Measuring Subtle Leakage in Patients with Cerebrovascular Disease Using Dual Temporal Resolution DCE-MRI: Is it Reproducible?
Sau May Wong1, Jacobus F.A. Jansen1, C. Eleana Zhang2, Julie Staals2, Paul A.M. Hofman1, Joachim E. Wildberger1, Robert J. van Oostenbrugge2, C├ęcile R.L.P.N. Jeukens1, and Walter H. Backes1

1Radiology & Nuclear Medicine, Maastricht University Medical Centre, Maastricht, Netherlands, 2Neurology, Maastricht University Medical Centre, Maastricht, Netherlands

Synopsis

Measuring subtle leakage through the blood-brain barrier using DCE-MRI is challenging since their magnitude is lower than in high-grade tumors. To have a clinical application, this method has to be reproducible. The reproducibility of the transfer constant (Ki) and fractional plasma volume (vp) using dual temporal resolution DCE-MRI was investigated in 14 patients with cerebrovascular disease. Low CVs and moderate to high ICCs demonstrate that despite the noisy nature of the measurement, the method is moderately reproducible. Still, cautious interpretation of the Ki and vp in individual patients is needed. Day-to-day variations may be partly compensated by using session-averaged VIFs.

Introduction

DCE-MRI is widely used in the clinic to determine leakage of a contrast medium in tumors. Recently, this method is increasingly applied to estimate the rather subtle leakage through the blood-brain barrier (BBB) in cerebrovascular and neurodegenerative pathology (e.g. cerebral small vessel disease (cSVD) and Alzheimer’s disease)1,2. Several studies have shown that breakdown of the BBB might play a pivotal role in the pathophysiology of these diseases3,4.

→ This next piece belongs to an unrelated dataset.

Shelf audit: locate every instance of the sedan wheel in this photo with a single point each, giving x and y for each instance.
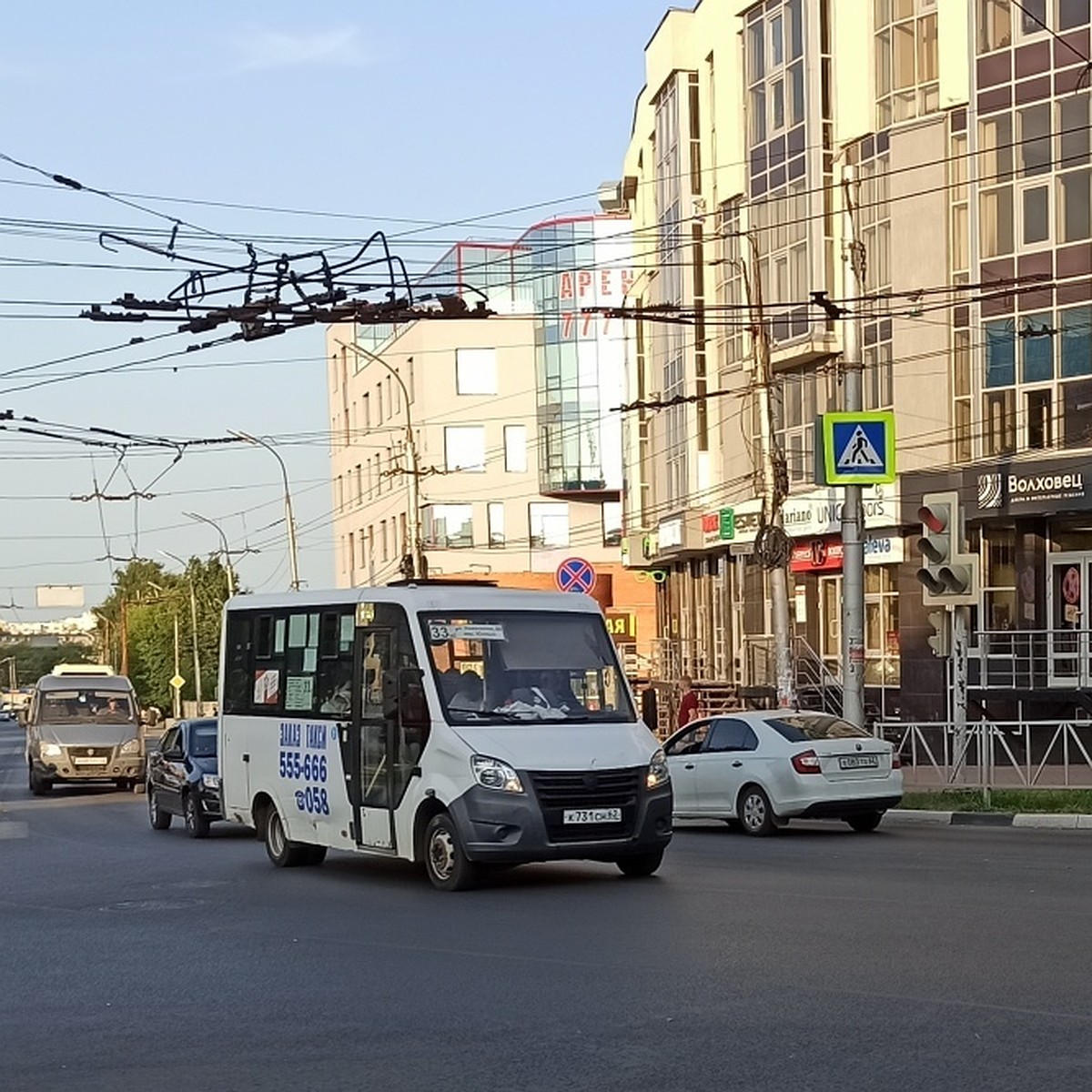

Measuring subtle leakage is challenging as the magnitude is several orders lower than that found in high-grade tumors. To have a clinical application, the measurement of subtle leakage using DCE-MRI has to be reproducible. The aim is to determine the reproducibility of the pharmacokinetic measures, the transfer constant (Ki) and fractional plasma volume (vp), using dual temporal resolution DCE-MRI in patients with cerebrovascular disease. In addition, the effect of different vascular input functions (VIFs) on the reproducibility was investigated.

Methods

Patients: MR imaging was conducted twice in 14 patients with cSVD (n=10), cortical stroke (n=3) or intracerebral hemorrhage (n=1) (age 68.0±6.8y) to obtain a range of leakage values. Imaging was conducted on a 3.0 Tesla MR scanner (Philips Achieva TX) on two separate days with on average 2.1±2.3 days in between.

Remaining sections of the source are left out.